The numerous variations of video poker can seem off-putting, but whichever one you choose, the fundamental gameplay is the same. Some simply offer different rewards for specific hands, while other have additional dimensions, for example 2s are treated as wildcards in Deuces Wild. A good starting point with no added complications is Jacks or Better.


Three card poker

Conceptually, this game is even simpler than video poker. It is popular with those who enjoy playing blackjack or baccarat as it takes a similar format of just playing against a dealer’s hand. There are two distinct bets available. The first is the “pair plus” wager, which you can place before looking at your cards. As the name suggests, this is a bet that your hand will contain a pair or better.


To start the game, place your ante wager and your pair plus bet if you choose to do so.
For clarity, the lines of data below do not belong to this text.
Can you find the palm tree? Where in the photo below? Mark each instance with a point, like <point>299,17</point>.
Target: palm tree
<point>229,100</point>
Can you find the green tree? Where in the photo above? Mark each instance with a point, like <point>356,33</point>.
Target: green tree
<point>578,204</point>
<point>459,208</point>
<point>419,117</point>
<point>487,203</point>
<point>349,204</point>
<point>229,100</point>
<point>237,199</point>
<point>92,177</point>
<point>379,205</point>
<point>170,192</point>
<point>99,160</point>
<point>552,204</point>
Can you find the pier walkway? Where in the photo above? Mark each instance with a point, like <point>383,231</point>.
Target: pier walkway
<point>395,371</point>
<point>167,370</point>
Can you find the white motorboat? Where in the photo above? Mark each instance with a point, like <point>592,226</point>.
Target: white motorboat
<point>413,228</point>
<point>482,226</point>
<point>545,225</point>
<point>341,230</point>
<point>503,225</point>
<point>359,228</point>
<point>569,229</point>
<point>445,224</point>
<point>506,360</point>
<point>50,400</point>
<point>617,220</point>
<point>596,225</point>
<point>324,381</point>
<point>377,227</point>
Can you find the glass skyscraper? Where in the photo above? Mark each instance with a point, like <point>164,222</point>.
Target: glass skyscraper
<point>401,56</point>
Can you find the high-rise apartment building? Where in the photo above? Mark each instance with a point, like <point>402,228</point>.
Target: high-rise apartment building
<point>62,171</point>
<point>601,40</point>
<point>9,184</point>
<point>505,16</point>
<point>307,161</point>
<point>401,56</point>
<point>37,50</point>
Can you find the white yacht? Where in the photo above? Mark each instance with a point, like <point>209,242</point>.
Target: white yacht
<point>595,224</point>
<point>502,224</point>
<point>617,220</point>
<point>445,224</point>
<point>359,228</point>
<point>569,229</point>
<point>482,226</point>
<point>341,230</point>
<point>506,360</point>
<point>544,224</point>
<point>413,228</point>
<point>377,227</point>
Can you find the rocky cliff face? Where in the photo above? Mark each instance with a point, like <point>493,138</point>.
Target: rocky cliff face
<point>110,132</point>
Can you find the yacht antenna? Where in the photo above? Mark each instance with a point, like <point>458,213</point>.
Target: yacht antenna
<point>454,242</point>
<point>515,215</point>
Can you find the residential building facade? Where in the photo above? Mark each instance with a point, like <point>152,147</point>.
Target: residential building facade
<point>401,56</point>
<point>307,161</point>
You can then look at your three cards and decide whether or not to place a play wager and go up against the dealer’s hand. Conventional strategy states that you should play with Queen-six-four or better, otherwise you should fold.


If you fold, you lose the ante wager (and the pair plus wager if you placed it). If you play and the dealer has Jack-high or worse, you collect the play wager and the hand is over. If the dealer has Queen-high or better, you win if you have a superior hand, and there is a bonus for a straight, a straight flush or three of a kind.


Note that the pair plus wager is a side-bet, and the dealer’s hand is irrelevant to whether you win or lose this.


Caribbean stud poker

This variation is similar to three card poker in that it is played against the dealer and the dealer’s hand must have a certain qualifying value. In this case, it is Ace-King or better, sometimes known as “Ace-high with a King kicker.” The game is played with five cards, so it feels more like “real” poker and brings into play all those possible hands that you learned in video poker, such as a full house, two-pair and so on.


Pay the ante, and you and the dealer are each dealt five cards, yours are face up, while four of the dealer’s are face down. You must decide from the quality of your hand and the dealer’s upcard whether to place the play wager by doubling the ante, or to fold your hand. If you fold, the ante is lost and the hand is over. If you play, the rest of the dealer’s cards are revealed.


If the dealer does not have a qualifying hand of Ace-King or better, the game cannot be “opened” and all bets are returned. If the dealer qualifies and has a superior hand to yours, you lose the ante and play wager. If your hand is better, you receive a payout as per the game’s play table. When you play online, this is usually shown on-screen, just like video poker. Payouts vary, but typical values go from even money for a pair or high card to 100/1 for a Royal Flush.


Caribbean poker also has the option for a jackpot bet. This is a side-wager that your hand will be above a certain value (typically three of a kind, but sometimes a flush). This can be tempting, particularly as it protects you from that annoying scenario whereby you have a great hand but the dealer doesn’t qualify so you get no reward. However, the statisticians say optimum strategy is to decline the jackpot side bet.


Welcome to the world of poker

These three poker games can all be picked up very quickly, even by a complete novice. As well as being enjoyable, they provide the perfect groundwork to exploring many other versions of poker. Welcome aboard!